Mapping the Archive

Mapping the Archive: 23 Years of Prix Ars Electronica

This exhibition is discussed on infosthetics in an overview post and more detailed here.

On the occasion of the 30th anniversary of ars electronica, Ludwig Boltzmann Institute for Media.Art.Research. and the Ars Electronica teamed up for a review of the history of the festival. The history lounge exhibition features not only highlights from 3 decades of media art, but also an impressive 10m by 3m print with visualizations characterizing the "ars world".

poster overview

The huge poster at one glance: a 3m x 10m wallpaper

The Ars Electronica archive is examined on three different levels: at first a quantitative analysis of the entries at large since 1987, then the jury process as a social network analysis, and finally the winning projects in their art historic conceptualization.

Submissions

X by Y by Moritz Stefaner visualizes all submissions to the prix ars electronica, from the early beginnings in 1987 up to 2009. The goal is to characterize the "ars world" in quantititive terms. A series of diagrams groups and juxtaposes the submissions by years, categories, prizes and countries. The graphics are composed of little dots (each representing a single submission) to provide a visual scale for the statistical statements and thematize the relation of the totality and the individual.

X by Y

X by Y

Jury Process

Media Art as Social Process by Dietmar Offenhuber and Gerhard Dirmoser examines the social networks behind the prix ars electronica: "Each year a combination of new and recurrent jury members meet to identify the winning projects. Often the awarded artists from the previous year are invited as jury members. A social network has evolved over the years, which is here on display."

semaspace

timeline

Furthermore the jury writes a statement for each winning project. Over the years, these statements have been growing into a large collection of texts. Each of them is visualized by Jaume Nualart as a texty: small visualizations showing strcuture, length and topics of a text at a glance.

texty

Proxemantics, also by Jaume Nualart generates a network of the keywords of all the Prix Ars Electronica jury statements.

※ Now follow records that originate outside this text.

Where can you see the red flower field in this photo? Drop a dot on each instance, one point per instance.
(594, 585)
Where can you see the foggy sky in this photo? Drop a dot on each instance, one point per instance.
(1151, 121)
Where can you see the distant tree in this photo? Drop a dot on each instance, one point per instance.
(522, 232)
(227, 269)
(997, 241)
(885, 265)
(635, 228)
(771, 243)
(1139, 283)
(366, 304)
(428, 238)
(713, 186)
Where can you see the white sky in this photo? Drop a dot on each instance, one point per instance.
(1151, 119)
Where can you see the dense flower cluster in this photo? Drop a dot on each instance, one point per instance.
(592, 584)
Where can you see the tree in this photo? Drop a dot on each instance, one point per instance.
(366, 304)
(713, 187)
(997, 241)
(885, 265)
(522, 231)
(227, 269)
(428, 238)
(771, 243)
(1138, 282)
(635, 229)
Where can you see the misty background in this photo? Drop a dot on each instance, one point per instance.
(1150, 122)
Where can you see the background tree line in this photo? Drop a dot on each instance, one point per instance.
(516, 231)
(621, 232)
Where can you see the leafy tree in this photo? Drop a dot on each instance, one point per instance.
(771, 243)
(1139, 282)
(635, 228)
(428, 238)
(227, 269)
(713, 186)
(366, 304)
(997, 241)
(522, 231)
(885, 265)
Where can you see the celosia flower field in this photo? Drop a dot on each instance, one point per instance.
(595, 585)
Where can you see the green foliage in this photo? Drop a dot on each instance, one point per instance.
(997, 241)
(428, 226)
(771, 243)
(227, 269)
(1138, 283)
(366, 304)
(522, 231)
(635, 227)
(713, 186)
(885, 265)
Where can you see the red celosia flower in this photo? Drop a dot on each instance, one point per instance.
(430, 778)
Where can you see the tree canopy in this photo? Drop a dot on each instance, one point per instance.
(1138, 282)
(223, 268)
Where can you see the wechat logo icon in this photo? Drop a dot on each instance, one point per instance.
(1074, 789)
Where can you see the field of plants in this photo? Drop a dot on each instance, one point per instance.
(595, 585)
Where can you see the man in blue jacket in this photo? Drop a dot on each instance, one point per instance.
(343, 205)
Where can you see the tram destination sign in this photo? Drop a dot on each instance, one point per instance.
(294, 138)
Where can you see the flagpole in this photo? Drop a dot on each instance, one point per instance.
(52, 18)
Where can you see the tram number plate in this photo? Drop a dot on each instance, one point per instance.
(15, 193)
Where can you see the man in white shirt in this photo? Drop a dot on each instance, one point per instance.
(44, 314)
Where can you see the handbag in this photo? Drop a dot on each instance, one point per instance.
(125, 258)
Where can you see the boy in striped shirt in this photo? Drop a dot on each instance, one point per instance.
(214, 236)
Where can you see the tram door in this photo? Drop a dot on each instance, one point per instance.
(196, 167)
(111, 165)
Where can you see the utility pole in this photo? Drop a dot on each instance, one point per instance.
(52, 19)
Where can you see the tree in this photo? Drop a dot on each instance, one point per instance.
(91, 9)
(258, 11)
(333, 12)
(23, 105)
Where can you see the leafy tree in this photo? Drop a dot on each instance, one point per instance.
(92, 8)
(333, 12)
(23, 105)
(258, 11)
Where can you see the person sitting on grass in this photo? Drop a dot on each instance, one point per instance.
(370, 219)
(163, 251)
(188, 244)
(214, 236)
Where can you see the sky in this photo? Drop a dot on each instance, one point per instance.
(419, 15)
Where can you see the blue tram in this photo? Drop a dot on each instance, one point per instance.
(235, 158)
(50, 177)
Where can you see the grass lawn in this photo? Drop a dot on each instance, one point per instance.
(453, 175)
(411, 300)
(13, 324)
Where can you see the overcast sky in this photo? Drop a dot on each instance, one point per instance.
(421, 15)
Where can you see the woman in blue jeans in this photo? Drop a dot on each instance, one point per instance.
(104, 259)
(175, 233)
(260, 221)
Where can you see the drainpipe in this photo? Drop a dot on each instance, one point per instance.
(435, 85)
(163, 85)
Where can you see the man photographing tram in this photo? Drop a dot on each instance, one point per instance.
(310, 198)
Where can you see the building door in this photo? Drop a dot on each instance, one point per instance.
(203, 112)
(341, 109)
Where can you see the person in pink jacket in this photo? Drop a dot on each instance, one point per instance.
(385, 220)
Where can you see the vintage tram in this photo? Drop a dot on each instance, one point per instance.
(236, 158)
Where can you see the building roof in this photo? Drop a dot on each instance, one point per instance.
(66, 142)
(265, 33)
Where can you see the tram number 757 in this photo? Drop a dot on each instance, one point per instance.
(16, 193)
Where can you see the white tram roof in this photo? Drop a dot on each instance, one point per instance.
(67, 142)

It uses the structure of texts (sentences, paragraphs, etc.) to harvest semantic relationships between annotations based on their spatial proximity. Is it possible to extract semantic meaning from a text’s linguistic code?

proxemantics

Winners

In the "winners" section of the poster, the Prix Landscape Interactive Art by Evelyn Münster shows all works that have been awarded in the category of „Interactive Art“ since its inception in 1990 up until 2009. The proximity of two works represents its similarity. The terms that are assigned to a work are symbolized by petals, whereas each term has a unique shape. When several terms are applied, the combination of petals results in an individual profile for each work. The Color Saturation communicates the year of production of a piece: older pieces are represented in a lighter shade.

landscape

This network shows an excerpt from the thesaurus of electronic media art by Gerhard Dirmoser, in which the winning projects of the Prix Ars Electronica are contextualized in their art historic environment. Represented is the area of "digital performance" – based on terms from the theoretical publication of the same title by Steve Dixon. Although this topic is not actually a category of the Prix Ars Electronica, it highlights overall aspects that the various categories have in common.

dirmoser

On display are all persons who have been submitting for the Prix Ars Electronica more than once or who have been awarded at least one time. Genres have been coded with single letters, however they are not identically with the Prix categories; e. g. N represents all net-based categories. The individual persons are concentrated to clusters according to their "similarity", which means a similar behavior in the way they submit to categories as well as public presence (number of citations in publications and other relevant media).